Hubert Zemler percussion, artistic supervisor
Maciej Filipczuk violin, artistic supervisor
Łucja Siedlik, Maria Stępień, Emilia Bolibrzuch violins (traditional)
Michał Górczyński clarinets
Piotr Zabrodzki keyboards, positive organ
Kamil Szuszkiewicz trumpet
Olga Kozieł voice
Anna Pašić harp
Maciej Filipczuk new piece after Romani music and songs by Woody Guthrie – premiere
Gavin Bryars Jesus’ Blood Never Failed Me Yet
"The whole room, usually full of life, was sunk in peace. People moved more slowly, and a few of them sat down and cried in solitude". With these words Gavin Bryars – a master of British experimental and minimalist music – recalls a certain magical experience in 1971. The staff of the University of Leicester were then enchanted by the singing of an anonymous vagabond, recorded by the British composer while working on a documentary film. This looped 26-second song, which Bryars enriched with a soothing instrumental accompaniment, became one of the most moving experimental compositions of the 20th century – Jesus' Blood Never Failed Me Yet. The song has lived to see many versions, from intimate twenty-something-minute readings to monumental symphonic versions featuring a choir of homeless people or even Tom Waits.
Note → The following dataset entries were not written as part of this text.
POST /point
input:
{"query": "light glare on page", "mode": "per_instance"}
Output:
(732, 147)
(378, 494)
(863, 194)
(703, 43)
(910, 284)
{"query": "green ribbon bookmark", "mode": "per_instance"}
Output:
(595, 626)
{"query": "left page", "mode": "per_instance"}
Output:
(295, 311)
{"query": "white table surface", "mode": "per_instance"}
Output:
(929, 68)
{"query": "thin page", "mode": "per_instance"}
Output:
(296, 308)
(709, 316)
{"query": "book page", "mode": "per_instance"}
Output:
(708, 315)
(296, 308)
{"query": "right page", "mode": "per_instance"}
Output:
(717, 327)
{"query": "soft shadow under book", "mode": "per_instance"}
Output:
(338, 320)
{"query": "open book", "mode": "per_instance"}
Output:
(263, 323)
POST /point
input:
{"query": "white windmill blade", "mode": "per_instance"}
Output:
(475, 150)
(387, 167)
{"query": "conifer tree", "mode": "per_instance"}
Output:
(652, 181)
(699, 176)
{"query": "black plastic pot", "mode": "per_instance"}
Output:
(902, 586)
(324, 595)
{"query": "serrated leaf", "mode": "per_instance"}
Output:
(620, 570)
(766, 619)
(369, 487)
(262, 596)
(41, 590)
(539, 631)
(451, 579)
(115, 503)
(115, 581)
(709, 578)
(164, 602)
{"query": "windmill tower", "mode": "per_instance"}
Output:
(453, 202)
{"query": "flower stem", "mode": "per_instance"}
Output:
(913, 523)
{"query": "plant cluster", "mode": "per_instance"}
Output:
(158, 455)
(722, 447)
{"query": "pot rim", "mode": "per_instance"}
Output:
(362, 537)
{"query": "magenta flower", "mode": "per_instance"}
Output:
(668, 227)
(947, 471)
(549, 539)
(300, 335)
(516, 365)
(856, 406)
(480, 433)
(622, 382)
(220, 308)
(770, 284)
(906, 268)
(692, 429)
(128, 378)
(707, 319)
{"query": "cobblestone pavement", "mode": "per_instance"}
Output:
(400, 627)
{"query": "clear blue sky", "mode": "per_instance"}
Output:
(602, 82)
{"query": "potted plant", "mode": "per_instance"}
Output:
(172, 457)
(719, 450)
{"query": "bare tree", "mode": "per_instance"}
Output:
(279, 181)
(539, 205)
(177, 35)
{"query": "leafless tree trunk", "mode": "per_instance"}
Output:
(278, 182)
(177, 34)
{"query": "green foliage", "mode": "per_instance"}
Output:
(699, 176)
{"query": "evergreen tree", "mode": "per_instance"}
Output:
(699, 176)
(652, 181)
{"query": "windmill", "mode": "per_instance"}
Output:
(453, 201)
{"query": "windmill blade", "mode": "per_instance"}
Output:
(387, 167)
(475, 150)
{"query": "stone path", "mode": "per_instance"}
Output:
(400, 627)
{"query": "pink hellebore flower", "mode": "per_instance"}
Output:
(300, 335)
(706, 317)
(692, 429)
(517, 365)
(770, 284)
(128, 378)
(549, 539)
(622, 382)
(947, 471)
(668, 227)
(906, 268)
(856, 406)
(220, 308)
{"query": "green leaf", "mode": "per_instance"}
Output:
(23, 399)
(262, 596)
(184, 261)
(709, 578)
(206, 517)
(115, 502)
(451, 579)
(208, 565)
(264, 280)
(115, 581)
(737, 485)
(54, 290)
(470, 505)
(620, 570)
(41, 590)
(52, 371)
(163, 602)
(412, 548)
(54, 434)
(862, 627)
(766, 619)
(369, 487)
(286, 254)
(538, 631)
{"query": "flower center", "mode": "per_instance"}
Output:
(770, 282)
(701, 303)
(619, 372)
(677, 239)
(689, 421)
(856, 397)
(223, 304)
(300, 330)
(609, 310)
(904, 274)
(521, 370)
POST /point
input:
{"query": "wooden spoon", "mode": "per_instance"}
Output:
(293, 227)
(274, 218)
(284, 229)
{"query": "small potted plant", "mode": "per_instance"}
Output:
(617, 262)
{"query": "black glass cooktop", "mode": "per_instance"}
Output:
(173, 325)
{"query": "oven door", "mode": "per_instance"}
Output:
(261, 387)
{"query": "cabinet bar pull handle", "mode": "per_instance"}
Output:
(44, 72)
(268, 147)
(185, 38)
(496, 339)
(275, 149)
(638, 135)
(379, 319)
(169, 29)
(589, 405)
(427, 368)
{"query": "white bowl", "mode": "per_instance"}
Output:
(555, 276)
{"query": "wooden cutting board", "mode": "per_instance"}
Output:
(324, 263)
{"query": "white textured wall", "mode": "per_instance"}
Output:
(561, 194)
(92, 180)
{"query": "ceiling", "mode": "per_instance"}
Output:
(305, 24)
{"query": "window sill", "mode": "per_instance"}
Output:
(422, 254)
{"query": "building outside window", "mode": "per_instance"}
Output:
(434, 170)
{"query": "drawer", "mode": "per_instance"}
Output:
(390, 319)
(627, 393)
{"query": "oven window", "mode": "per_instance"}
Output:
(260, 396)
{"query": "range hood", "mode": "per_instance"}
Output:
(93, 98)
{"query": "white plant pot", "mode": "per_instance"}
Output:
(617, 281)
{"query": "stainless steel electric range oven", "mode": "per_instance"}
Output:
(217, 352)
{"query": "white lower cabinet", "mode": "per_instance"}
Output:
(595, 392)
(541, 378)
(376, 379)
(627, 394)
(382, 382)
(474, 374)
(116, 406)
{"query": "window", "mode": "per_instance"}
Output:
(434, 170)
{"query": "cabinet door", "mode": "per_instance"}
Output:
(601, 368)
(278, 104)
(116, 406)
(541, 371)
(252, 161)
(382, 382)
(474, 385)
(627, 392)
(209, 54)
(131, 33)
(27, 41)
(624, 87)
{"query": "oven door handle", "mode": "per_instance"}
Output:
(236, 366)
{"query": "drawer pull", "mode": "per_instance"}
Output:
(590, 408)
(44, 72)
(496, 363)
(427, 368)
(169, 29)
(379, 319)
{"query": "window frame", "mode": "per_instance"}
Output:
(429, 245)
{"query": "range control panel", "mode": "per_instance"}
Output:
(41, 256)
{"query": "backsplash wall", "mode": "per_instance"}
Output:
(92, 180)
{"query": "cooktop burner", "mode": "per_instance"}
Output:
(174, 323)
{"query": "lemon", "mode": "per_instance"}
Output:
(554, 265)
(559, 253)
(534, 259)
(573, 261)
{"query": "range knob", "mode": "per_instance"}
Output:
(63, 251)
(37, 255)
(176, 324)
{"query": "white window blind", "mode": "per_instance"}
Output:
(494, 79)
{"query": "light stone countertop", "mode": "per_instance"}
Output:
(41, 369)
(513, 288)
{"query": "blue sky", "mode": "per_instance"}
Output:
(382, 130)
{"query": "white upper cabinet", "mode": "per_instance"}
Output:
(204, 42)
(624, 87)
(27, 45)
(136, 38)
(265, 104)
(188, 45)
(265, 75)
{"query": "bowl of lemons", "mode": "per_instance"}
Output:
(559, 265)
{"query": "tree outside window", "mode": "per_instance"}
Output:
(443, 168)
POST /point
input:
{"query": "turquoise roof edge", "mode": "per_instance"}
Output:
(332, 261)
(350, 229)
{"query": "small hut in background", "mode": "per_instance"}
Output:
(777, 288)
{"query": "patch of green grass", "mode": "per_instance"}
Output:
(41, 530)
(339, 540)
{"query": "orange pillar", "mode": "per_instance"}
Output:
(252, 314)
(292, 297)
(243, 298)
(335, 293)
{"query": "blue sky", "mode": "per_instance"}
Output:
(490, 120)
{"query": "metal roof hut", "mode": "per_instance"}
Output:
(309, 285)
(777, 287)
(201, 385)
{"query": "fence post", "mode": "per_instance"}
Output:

Gavin Bryars was never able to track down the inspired vagabond and actual co-composer of Jesus' Blood Never Failed Me Yet (it turned out he was singing a personal variation on James Black's 1911 religious hymn). So, we will never again know the name of the anonymous artist who left his mark on the history of new music, just like the "classic figures" of contemporary American culture affected by the crisis of homelessness: Harry Partch, Moondog or Woody Guthrie. It was the last of these artists, considered one of the fathers of modern folk, that inspired Maciej Filipczuk to compose a piece that is a kind of commentary to Jesus' Blood Never Failed Me Yet, and at the same time a tribute to all the artists and cultures whose curse and inspiration is eternal wandering.